OXYGEN RADICAL DETOXIFICATION ENZYMES IN DOXORUBICIN-SENSITIVE AND DOXORUBICIN-RESISTANT P388 MURINE LEUKEMIA-CELLS

Abstract

One of the proposed mechanisams for the cytotoxic effects of anthracycline compounds suggests that the effect is mediated through the formation of intracellular superoxide radicals. Possibly doxorubicin resistance is associated with increased intracellular enzyme capacity to convert these superoxide radicals to inactive metabolites. The relative activities were measured of superoxide dismutase, glutathione peroxidase, and catalase in P388 mouse leukemia cells and in a doxorubicin-resistant subline.
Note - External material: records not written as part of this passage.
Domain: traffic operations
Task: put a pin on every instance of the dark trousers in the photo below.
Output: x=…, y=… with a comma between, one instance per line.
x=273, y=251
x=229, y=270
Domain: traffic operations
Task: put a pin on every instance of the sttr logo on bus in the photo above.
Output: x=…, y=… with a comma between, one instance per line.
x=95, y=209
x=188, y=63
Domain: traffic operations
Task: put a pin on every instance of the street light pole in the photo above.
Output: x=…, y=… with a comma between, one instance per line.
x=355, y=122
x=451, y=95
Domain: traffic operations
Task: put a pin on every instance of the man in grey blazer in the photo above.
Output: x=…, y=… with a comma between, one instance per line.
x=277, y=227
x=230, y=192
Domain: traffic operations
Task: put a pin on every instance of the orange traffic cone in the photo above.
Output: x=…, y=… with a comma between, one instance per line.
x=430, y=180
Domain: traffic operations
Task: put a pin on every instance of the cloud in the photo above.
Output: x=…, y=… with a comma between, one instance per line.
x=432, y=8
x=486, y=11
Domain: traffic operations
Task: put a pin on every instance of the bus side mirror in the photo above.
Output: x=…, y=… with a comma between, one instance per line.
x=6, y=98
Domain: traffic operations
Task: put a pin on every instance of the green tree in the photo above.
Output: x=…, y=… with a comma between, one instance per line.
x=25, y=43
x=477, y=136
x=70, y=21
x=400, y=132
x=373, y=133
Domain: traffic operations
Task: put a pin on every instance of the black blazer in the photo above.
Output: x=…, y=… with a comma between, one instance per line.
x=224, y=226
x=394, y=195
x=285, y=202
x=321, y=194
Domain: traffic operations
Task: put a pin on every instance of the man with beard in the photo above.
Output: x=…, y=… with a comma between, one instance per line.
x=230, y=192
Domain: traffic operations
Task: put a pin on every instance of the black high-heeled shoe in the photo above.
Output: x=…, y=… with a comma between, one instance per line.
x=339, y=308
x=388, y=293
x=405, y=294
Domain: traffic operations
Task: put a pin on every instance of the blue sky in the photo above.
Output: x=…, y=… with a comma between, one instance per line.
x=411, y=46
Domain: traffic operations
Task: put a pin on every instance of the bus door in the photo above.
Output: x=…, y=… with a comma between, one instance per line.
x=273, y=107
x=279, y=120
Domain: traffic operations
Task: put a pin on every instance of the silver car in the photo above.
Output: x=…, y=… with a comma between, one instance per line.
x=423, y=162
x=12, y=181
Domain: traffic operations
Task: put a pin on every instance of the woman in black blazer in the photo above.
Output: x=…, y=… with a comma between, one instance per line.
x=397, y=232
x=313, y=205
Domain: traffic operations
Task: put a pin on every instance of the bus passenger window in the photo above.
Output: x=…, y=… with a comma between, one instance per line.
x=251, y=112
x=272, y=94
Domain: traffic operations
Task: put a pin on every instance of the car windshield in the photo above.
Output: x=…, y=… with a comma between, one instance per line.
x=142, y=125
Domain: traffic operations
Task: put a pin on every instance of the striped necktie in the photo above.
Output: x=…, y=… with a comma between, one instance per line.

Since oxygen-reactive metabolites also play a role in mediating the cytotoxicity of ionizing radiation, the radiosensitivity of both cell lines was also studied. No significant differences in superoxide dismutase activity between these cell lines was observed, indicating that they have a similar capacity to convert superoxide anion radicals to H2O2. P388 cells that are resistant to doxorubicin have 1.5 times the glutathione content and 1.5 times the activity of glutathione peroxidase measured in drug-sensitive P388 cells. However, incubation with 1-chloro-2,4-dinitrobenzene, which covalently binds glutathione, had no effect on the sensitivity of either cell line to doxorubicin. Measured catalase activity in drug-resistant P388 cells was 1/3 of the activity measured in doxorubicin-sensitive P388 cells. The activity of this enzyme was much higher than that of glutathione peroxidase in terms of H2O2 deactivation in both cell lines. It is therefore unlikely that doxorubicin-resistant P388 cells have an increased ability to detoxify reactive oxygen metabolites when compared to drug-sensitive cells. Doxorubicin-resistant P388 cells were significantly more sensitive to X-irradiation than were drug-sensitive P388 cells. Possibly, the difference in catalase activity in these cell lines may be associated with the observed differences in radiosensitivity.